Muito mais do que autonomia, a vida a bordo requer muita responsabilidade da criança. “Quando você tem contato constante com a natureza, como é no barco, dá um passo para fora de casa e está num meio que não é o nosso natural. O ideal é que você saiba nadar e isso é uma questão que automaticamente gera segurança. Dentro de um barco, a segurança é prioridade”, relata o arquiteto. “Não é um gramado que você pula da varanda e está na grama. Até esse processo se tornar parte do dia a dia, sem ter que pensar muito nele, ele tem que ser passado muitas vezes. É um cuidado incrível”.
Seja na autonomia ou na responsabilidade, uma criança criada a bordo leva uma vida muito diferente de uma criança que vive em terra. Segundo Thais, a questão da água, por exemplo, é crucial na criação de Tobias. “A criança capta a necessidade de economizar água. A consciência do consumo vem pela real necessidade e pela prática diária”, afirma a produtora. Em relação à autonomia, Hugo ressalta: “no barco, você gera uma conscientização e uma responsabilidade porque o todo depende de cada indivíduo. Não dá para uma pessoa tomar conta de todo mundo, é impossível. Em algum momento, você precisa tomar conta de si. De acordo com sua idade, lógico”
A cidade
O delivery de comida japonesa às 4h da manhã, a farmácia 24h ou a balada até altas horas da manhã. Essas são só algumas das coisas que serão lembradas se você perguntar para alguém o que mais sentiria falta da vida em uma grande metrópole. Para Thais e Hugo, isso não faz falta nenhuma. “Às vezes, tenho saudades, por exemplo, de comer uma geléia de pimenta. É impossível você descer o barco e ir comprar, do nada. Na cidade, não. Você desce, compra e pronto”, brinca. “Banco também. No Rio, eu encontrava todos os bancos, farmácias e supermercados em uma quadra. Aqui não é assim”.

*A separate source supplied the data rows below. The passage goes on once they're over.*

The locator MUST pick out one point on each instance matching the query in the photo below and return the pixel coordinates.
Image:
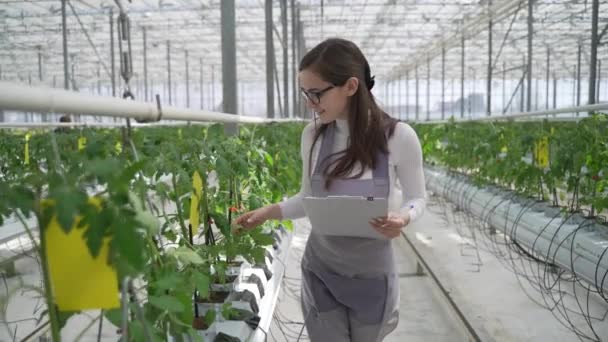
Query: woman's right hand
(254, 218)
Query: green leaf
(202, 284)
(268, 159)
(210, 317)
(114, 316)
(68, 202)
(64, 316)
(167, 303)
(169, 281)
(188, 256)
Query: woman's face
(327, 100)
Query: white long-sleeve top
(405, 165)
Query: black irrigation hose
(443, 290)
(540, 282)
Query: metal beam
(169, 86)
(229, 77)
(187, 79)
(294, 58)
(112, 54)
(269, 61)
(285, 59)
(443, 84)
(529, 64)
(594, 44)
(145, 48)
(489, 80)
(64, 27)
(462, 76)
(417, 94)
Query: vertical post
(145, 63)
(593, 58)
(443, 83)
(201, 82)
(269, 60)
(523, 98)
(428, 88)
(285, 58)
(529, 64)
(73, 75)
(169, 86)
(213, 87)
(599, 80)
(554, 93)
(112, 54)
(187, 80)
(407, 95)
(536, 94)
(489, 80)
(548, 76)
(64, 30)
(98, 79)
(400, 97)
(504, 86)
(578, 75)
(229, 77)
(293, 58)
(40, 78)
(417, 94)
(462, 77)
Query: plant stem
(180, 215)
(48, 292)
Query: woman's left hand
(390, 225)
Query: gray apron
(350, 289)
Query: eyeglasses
(315, 96)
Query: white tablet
(345, 215)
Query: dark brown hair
(336, 60)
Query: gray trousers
(351, 310)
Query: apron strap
(327, 145)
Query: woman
(350, 289)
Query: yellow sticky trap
(118, 147)
(78, 280)
(197, 185)
(82, 143)
(541, 152)
(26, 157)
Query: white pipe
(47, 100)
(500, 116)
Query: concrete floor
(485, 290)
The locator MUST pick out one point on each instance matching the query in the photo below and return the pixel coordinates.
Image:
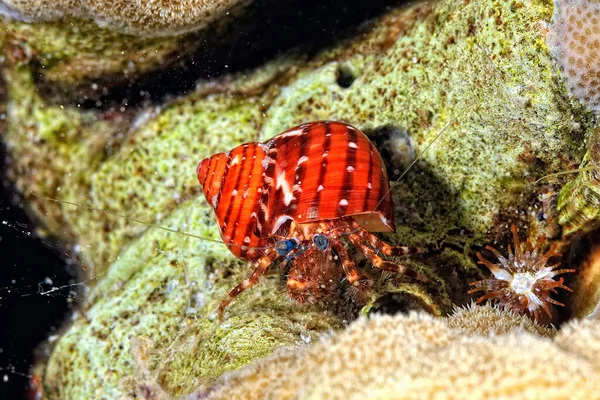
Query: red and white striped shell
(313, 172)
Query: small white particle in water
(305, 337)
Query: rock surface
(474, 78)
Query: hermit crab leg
(353, 275)
(358, 240)
(260, 269)
(383, 246)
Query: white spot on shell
(279, 222)
(288, 194)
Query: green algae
(80, 52)
(475, 73)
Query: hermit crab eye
(283, 247)
(321, 242)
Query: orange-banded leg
(382, 246)
(260, 268)
(358, 239)
(360, 284)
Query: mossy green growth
(52, 143)
(82, 53)
(474, 78)
(165, 288)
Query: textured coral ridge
(477, 71)
(574, 37)
(479, 352)
(136, 17)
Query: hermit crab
(524, 281)
(292, 198)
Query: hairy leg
(358, 239)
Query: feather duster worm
(522, 282)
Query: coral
(574, 37)
(522, 282)
(419, 356)
(473, 75)
(487, 320)
(143, 18)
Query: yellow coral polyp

Para Hugo, o conforto também é uma questão. “O barco não foi construído para morar, então ele não tem o conforto de uma casa. Mas a escolha foi sua e isso está intrínseco à ela, então você tem arcar com as consequências dela”, conta. A comida, por sua vez, às vezes também é uma questão para o arquiteto: “O que sinto falta é a possibilidade de ter verduras frescas todos os dias. Quando você está ancorado, você tem que comer tudo o que você tem porque as coisas não duram tanto, não existe tanto espaço”. Mesmo assim, no fim, o saldo de morar a bordo é sempre positivo: “o que acontece é que a vida a bordo vai te mostrando que as coisas mais simples são o que realmente têm valor. Você tem que, obrigatoriamente, se desapegar de muitas coisas. Mas, na essência, coisas tão simples não têm preço e, numa cidade, é muito fácil você esquecer do valor da simplicidade”.

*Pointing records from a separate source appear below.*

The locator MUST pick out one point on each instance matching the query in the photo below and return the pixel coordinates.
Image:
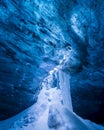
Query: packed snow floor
(48, 113)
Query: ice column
(64, 82)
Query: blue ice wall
(35, 35)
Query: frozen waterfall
(64, 81)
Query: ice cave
(51, 65)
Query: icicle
(64, 82)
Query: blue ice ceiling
(35, 36)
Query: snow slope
(48, 113)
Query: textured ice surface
(48, 113)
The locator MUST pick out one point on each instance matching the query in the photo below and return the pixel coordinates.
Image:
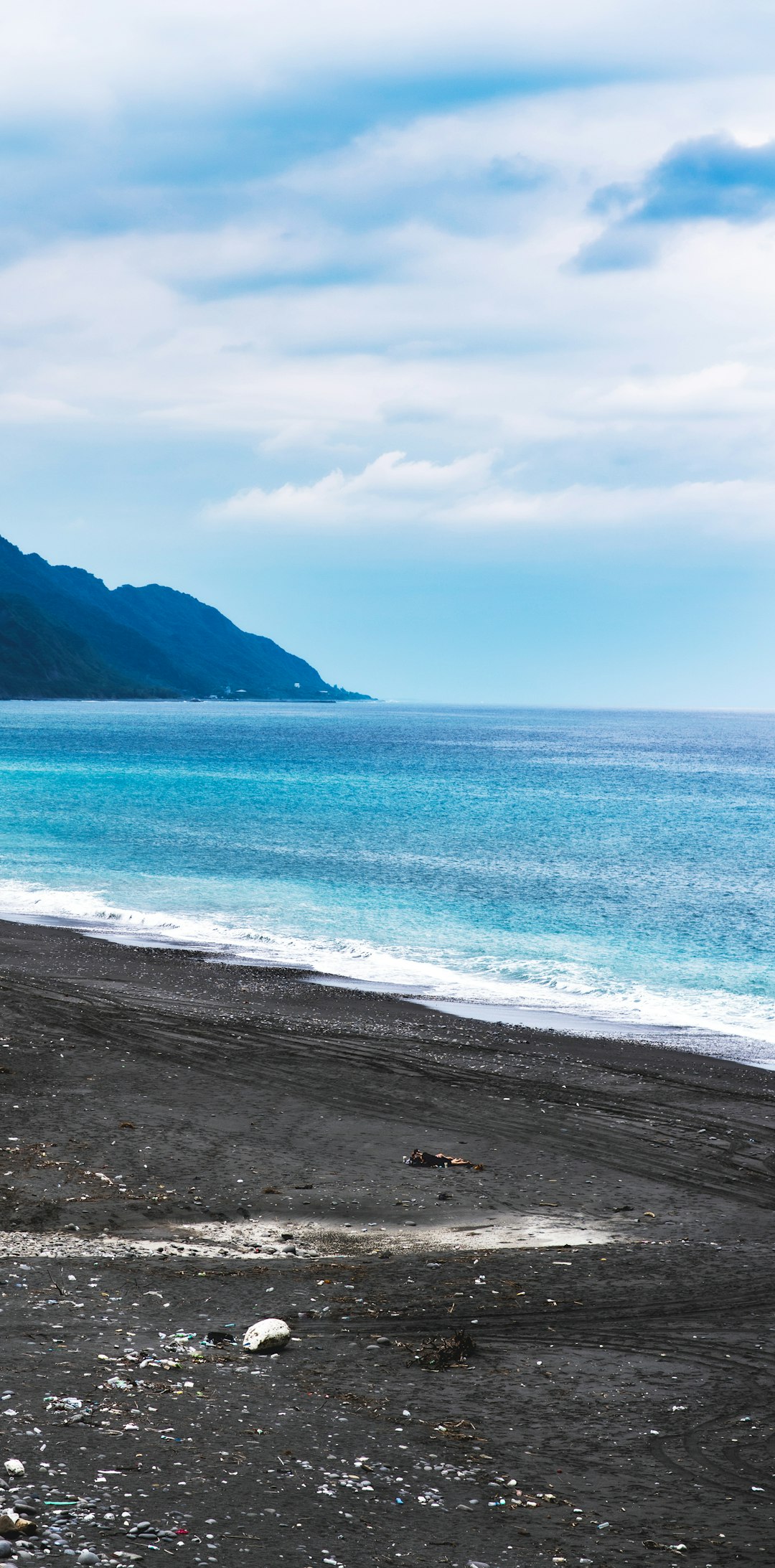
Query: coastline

O conforto também é uma questão para Thais, que brinca com a situação: “ele foi super filosófico, mas eu sinto falta de outra coisa: um banho demorado. Aqui, o banho é para ficar limpo, não é aquele banho demorado, relaxante, com água escorrendo. Quando a gente tem oportunidade, a gente aproveita”. Já Tobias é mais simples: sente falta do parquinho e de brincar com a avó. O chuveiro da praia é suficiente para ele, que ressalta como é legal poder beber água do chuveiro – já que vem direto da mina. Em relação aos próximos planos, a família Biruta se difere: Hugo não quer ter planos, Thais pretende se movimentar mais e Tobias quer comprar uma bota.